Other spending priorities include:
- Improving special education services
- Hiring more Child Protective Services workers to reduce child welfare caseloads
- Continuing to fund the Washington Immigrant Relief Fund
- Expanding youth mobile crisis teams statewide
- Establishing a system to track police use of deadly force on a statewide basis
- Funding a new state Capitol Campus Childcare center now under construction
The budget does not contemplate state employee pay raises during the 2021-23 budget cycle and would save money by requiring most employees to take 24 unpaid furlough days over the two years.
The governor also seeks to save money by reducing the amount of time people spend in state prisons. He would do this in part by allowing most prisoners to earn up to one-third off their sentences and have that credit also apply to sentence enhancements.
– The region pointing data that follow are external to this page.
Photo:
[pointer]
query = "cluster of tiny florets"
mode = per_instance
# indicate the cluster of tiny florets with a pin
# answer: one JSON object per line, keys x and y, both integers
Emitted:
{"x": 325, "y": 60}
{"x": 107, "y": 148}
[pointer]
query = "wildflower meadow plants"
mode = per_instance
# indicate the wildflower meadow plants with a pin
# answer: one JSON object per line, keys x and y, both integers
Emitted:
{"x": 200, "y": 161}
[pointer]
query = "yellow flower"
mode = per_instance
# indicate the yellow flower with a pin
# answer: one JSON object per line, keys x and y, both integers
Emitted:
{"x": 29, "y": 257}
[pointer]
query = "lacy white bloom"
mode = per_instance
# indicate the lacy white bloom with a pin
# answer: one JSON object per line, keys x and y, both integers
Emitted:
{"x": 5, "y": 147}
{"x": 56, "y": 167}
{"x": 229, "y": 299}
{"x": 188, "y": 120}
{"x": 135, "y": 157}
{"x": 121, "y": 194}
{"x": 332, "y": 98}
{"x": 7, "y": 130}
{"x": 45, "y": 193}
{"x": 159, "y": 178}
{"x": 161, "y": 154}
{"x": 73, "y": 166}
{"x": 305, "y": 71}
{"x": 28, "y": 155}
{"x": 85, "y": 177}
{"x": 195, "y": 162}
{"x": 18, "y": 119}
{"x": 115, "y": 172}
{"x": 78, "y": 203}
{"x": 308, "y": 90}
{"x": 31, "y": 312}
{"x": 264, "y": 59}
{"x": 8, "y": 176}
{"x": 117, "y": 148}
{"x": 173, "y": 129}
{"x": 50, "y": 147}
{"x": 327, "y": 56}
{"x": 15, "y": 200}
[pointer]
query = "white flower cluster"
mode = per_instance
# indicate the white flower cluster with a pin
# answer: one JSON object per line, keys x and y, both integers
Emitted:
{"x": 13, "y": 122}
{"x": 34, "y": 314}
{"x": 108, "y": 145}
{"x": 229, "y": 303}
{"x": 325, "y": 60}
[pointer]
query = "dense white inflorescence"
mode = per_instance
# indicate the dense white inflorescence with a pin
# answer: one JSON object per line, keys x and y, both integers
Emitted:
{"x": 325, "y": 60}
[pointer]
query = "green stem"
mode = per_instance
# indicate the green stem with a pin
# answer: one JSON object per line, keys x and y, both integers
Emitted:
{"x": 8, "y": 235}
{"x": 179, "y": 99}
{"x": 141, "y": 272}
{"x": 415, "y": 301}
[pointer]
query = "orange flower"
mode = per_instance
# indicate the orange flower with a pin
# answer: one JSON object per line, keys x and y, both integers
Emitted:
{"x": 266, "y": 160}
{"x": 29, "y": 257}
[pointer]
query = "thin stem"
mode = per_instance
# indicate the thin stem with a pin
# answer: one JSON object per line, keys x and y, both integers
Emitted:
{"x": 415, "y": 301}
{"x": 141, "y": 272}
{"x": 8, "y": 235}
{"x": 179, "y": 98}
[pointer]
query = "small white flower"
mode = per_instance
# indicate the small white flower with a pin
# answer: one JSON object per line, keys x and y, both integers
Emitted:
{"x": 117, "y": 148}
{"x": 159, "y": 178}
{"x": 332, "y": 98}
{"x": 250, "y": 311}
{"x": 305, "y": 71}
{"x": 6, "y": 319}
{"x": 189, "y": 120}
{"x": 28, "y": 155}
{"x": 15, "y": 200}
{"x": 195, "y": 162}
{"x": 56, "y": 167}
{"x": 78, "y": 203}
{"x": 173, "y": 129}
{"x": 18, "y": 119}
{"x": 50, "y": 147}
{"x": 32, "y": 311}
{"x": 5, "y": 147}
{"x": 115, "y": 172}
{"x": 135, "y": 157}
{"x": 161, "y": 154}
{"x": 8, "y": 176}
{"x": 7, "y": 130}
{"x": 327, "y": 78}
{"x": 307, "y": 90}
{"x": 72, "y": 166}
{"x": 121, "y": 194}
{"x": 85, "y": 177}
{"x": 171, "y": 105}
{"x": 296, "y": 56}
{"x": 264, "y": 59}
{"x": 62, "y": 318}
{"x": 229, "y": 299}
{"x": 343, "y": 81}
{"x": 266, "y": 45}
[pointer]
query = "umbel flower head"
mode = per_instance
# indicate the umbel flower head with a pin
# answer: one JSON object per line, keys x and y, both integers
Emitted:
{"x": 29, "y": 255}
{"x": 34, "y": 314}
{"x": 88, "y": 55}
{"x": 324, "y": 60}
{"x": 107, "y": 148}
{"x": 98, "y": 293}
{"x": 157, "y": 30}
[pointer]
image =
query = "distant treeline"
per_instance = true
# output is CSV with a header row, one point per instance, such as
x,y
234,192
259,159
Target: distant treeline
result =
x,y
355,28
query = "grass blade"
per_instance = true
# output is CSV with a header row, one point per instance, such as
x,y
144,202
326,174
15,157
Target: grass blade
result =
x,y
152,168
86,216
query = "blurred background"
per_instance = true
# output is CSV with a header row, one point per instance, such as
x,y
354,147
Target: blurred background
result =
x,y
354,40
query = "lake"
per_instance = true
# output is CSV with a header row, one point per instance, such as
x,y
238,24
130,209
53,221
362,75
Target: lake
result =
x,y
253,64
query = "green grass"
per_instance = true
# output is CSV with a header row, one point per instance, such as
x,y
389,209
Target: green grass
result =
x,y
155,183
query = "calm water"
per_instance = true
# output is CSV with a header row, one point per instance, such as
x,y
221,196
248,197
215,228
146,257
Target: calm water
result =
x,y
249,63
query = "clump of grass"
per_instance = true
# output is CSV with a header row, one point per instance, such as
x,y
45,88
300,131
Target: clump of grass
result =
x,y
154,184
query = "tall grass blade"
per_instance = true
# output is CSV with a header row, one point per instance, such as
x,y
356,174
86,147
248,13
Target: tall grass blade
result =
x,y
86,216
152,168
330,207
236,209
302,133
In addition to the operating budget, Inslee is proposing a “extra-large” $6.2 billion capital construction budget to help jumpstart the post-COVID economy. A key focus would be on addressing a backlog of construction projects on community college and university campuses with the goal of putting 36,000 people to work.
The governor’s transportation budget prioritizes the ongoing process of removing salmon and steelhead blocking culverts as required by a 2013 federal court injunction. The 2021-2023 transportation budget would spend $724 million to fund 114 culvert replacements and design 136 more.
In announcing his budgets, Inslee noted that Washington remains in the midst of a public health and economic crisis that is likely to last several more months. Compared to March, employment in the state is still down 217,000 jobs. Inslee’s budget summary packet included a chart that compared 2020 job losses to those of previous recessions. Whereas the past job losses were u-shaped, the 2020 graph is represented by a sharp, cliff-like decline of nearly 12 percent, followed by a partial v-shaped recovery.
The end of 2020 will also mark the end of the CARES Act relief program. Washington will have spent $2.1 billion in federal funds to help with pandemic response. While Congress appears to be inching toward passage of another relief package, state officials do not expect it will include unrestricted funds that would help Washington address its operating budget needs.